Pandas data reading and export
Pandas is a powerful Python library for data processing and analysis. It provides many functions to read and import data, and supports multiple file formats such as CSV, Excel, SQL database, JSON, etc.
The following are some commonly used data reading and export methods:
Common methods
Format | File format | Read functions | Write (export) function |
---|---|---|---|
binary | Excel | read_excel | to_excel |
text | CSV | read_csv read_table | to_csv |
text | JSON | read_json | to_json |
text | Web table HTML | read_html | to_html |
text | Cutting board | read_clipboard | to_clipboard |
SQ!L | SQL | read_sql | to_sql |
XML | read_xml | read_xml | |
text | Markdown | to_markdown |
in:
- Reading functions will generally be assigned to a variable df, df = pd.read_()

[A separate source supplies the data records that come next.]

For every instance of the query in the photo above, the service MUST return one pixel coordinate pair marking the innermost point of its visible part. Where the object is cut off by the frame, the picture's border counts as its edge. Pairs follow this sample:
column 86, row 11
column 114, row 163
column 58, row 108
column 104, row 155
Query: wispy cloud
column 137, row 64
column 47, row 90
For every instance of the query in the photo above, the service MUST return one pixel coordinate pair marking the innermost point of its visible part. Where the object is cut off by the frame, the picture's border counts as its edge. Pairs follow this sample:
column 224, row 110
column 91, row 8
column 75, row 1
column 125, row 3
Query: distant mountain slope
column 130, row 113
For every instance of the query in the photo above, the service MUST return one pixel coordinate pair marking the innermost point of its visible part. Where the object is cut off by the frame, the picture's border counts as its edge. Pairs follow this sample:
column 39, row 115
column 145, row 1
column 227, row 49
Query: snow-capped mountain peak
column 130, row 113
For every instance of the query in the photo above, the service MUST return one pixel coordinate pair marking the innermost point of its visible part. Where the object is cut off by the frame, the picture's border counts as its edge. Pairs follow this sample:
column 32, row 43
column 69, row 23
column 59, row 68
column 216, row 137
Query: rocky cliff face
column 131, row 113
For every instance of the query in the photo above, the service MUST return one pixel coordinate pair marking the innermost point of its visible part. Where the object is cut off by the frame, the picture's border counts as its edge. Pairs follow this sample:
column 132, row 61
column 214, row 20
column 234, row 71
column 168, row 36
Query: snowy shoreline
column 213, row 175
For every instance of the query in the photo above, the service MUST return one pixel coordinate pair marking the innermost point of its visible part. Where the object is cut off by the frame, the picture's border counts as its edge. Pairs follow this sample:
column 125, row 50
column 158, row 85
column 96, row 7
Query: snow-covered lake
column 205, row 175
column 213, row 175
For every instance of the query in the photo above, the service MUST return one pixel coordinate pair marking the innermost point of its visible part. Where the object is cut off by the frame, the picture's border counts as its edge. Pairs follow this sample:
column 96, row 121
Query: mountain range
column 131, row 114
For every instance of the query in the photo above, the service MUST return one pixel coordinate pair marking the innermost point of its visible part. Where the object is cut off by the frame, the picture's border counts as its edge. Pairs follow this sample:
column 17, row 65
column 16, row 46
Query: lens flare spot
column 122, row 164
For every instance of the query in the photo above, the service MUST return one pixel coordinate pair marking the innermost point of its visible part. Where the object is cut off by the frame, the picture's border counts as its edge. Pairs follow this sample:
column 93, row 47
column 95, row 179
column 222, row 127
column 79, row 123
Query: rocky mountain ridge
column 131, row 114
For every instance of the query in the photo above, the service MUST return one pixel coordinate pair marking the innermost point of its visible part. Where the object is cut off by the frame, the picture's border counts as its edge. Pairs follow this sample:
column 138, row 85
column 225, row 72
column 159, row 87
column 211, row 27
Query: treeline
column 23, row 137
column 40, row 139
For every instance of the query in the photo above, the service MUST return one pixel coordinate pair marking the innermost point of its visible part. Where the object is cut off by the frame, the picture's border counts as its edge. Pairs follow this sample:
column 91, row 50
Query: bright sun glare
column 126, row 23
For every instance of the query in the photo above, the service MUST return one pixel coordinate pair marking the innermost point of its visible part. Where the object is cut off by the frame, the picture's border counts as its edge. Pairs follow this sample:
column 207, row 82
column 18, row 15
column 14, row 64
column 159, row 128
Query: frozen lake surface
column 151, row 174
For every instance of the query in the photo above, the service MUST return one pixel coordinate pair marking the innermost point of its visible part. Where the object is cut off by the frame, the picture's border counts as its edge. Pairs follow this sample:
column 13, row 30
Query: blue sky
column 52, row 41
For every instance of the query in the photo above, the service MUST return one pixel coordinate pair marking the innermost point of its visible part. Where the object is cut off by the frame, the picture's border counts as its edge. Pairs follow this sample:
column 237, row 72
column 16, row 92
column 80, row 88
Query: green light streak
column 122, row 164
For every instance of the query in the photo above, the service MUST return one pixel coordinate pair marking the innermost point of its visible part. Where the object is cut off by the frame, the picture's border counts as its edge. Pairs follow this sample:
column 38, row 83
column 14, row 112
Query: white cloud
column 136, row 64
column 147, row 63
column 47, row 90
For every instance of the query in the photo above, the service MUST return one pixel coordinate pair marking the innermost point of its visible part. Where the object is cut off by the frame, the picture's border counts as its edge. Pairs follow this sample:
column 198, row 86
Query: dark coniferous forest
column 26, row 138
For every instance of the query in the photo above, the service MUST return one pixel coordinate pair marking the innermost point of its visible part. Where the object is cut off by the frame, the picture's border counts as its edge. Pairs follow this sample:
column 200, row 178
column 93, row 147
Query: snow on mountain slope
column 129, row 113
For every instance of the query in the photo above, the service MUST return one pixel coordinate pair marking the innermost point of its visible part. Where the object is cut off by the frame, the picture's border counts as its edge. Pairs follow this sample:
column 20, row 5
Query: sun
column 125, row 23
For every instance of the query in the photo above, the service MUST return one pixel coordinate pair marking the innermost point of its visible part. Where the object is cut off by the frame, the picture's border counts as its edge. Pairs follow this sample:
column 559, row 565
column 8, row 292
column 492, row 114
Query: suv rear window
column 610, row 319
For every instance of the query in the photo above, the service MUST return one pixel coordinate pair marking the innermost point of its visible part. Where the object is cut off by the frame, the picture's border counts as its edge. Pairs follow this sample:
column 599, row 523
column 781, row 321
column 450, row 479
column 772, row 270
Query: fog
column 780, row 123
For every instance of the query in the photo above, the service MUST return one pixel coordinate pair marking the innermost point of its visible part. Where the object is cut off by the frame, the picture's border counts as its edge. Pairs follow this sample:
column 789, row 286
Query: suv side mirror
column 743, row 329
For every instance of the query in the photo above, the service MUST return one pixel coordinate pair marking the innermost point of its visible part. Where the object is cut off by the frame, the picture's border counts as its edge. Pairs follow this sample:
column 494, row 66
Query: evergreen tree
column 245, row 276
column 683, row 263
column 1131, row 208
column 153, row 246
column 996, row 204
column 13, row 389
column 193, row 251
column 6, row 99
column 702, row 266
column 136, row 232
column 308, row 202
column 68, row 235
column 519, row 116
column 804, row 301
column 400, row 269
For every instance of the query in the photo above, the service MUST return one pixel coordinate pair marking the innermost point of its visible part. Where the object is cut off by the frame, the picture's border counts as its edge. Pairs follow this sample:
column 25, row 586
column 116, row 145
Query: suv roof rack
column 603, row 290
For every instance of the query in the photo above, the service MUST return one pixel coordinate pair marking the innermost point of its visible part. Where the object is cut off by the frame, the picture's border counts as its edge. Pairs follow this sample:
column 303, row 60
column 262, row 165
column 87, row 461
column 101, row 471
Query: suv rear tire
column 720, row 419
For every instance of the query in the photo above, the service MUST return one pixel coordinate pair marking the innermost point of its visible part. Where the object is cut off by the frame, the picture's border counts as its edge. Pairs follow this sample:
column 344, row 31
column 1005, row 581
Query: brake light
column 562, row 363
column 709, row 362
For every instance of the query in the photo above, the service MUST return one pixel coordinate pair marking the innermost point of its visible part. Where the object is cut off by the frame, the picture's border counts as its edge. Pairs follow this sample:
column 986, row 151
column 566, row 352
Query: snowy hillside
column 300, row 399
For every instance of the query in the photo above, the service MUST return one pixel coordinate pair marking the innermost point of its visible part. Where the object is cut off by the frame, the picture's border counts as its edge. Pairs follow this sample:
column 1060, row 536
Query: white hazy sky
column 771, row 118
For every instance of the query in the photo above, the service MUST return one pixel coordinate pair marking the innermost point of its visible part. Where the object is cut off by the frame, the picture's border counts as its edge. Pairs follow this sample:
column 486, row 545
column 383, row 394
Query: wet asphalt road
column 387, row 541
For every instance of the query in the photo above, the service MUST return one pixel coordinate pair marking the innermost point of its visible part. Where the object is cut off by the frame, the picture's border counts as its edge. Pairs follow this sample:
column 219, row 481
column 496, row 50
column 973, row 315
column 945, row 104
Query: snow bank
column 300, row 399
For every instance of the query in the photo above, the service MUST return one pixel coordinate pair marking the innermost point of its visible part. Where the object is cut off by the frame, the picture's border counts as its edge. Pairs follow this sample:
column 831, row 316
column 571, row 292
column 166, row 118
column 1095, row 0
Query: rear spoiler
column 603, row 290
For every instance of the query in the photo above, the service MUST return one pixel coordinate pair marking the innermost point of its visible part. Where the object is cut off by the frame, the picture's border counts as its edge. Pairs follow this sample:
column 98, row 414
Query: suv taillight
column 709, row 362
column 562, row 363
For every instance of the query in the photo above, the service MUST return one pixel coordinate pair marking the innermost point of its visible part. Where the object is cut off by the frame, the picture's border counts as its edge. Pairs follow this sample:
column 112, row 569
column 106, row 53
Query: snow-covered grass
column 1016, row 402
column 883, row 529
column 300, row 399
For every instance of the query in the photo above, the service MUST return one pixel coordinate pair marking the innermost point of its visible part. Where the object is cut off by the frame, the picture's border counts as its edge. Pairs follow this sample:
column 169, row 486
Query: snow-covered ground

- The output function is to operate the variable itself and output df.to_()
Common Function Methods
Excel Objects
~ Object ~ Object ~ Object的属性和方法
Read data
~ pd.read_csv() ~ pd.read_excel() ~ pd.json_normalize() ~ pd.read_pickle() ~ pd.read_table() ~ .from_dict() Created from a dictionary DataFrame ~ pd.read_clipboard() Read data from the clipboard ~ pd.read_json() Read JSON ~ pd.read_sql() Read数据库数据 ~ pd.read_fwf() Read固定宽度格式document ~ pd.read_html() from HTML Document extraction table data ~ pd.read_parquet() Read Parquet document
Export data
~ to_csv() Export as CSVdocument ~ to_excel() Export as Excel document ~ to_dict() Output dictionary ~ to_pickle() Serialized to pickle document ~ to_json() Convert to JSON Format string ~ to_html() Convert to HTML Table format ~ to_sql() Write to relational database ~ to_parquet() Save as parquet document
Data reading
- Read CSV files
import pandas as pd df = pd.read_csv('') # Parameters can be used to adjust read behavior,Such as separator、Missing value mark、Listing, etc.
- Read Excel files
df = pd.read_excel('', sheet_name='Sheet1') # You can specify a worksheet name or index,Or use sheet_name=None To read all worksheets
- Read from SQL database
import sqlite3 # or other database connection library conn = ('') df = pd.read_sql_query('SELECT * FROM table_name', conn) () # For other databases,like MySQL、PostgreSQL,You need to use the corresponding connection library and driver
- Read JSON files
df = pd.read_json('') # Available orient Parameters to specify JSON Data layout
- Read HTML tables
df = pd.read_html('/page_with_table.html')[0] # read_html Return one DataFrame List,Usually indexing is used [0] Get the first form
- Read from the clipboard
df = pd.read_clipboard() # This is for Excel Copying data in applications such as this is particularly useful
Data Export
- Export to CSV file
df.to_csv('output_file.csv', index=False) # index=False It means not exported DataFrame Index of
- Export to Excel file
df.to_excel('output_file.xlsx', sheet_name='Sheet1', index=False) # You can specify worksheet names and other options,Like engine(For newer Pandas Version,The default engine is 'openpyxl')
- Export to SQL database
conn = ('') df.to_sql('table_name', conn, if_exists='replace', index=False) () # if_exists The parameters can be 'fail'(If the table exists, an error is raised)、'replace'(Replace table)、'append'(Add data in the table)
- Export to JSON file
df.to_json('output_file.json', orient='records', lines=True) # orient Parameters can be specified JSON Data layout,lines=True Indicates that each line is one JSON Object
- Export to HTML file
with open('output_file.html', 'w') as f: (df.to_html()) # Can also be used pandas Provided to_html() Method generation HTML String,Then save to file
- Multiple worksheets exported to Excel
with ('output_file_with_sheets.xlsx') as writer: df1.to_excel(writer, sheet_name='Sheet1', index=False) df2.to_excel(writer, sheet_name='Sheet2', index=False) # use ExcelWriter Context Manager makes it easy to write multiple worksheets
Notes:
- File path: Ensure that the file path is correct and that the program has appropriate read and write permissions.
- Data Type: When exporting, pay attention to the compatibility of data types, especially when the data contains special characters or date-time types.
- Dependencies: Some export methods (such as to SQL databases) may require additional libraries and database drivers.
- performance: For large datasets, exporting to certain formats (such as Excel) can be slow and may be memory-bound. In this case, consider exporting the data in batches or using a format that is more suitable for large data sets (such as CSV).
Summarize
The above is personal experience. I hope you can give you a reference and I hope you can support me more.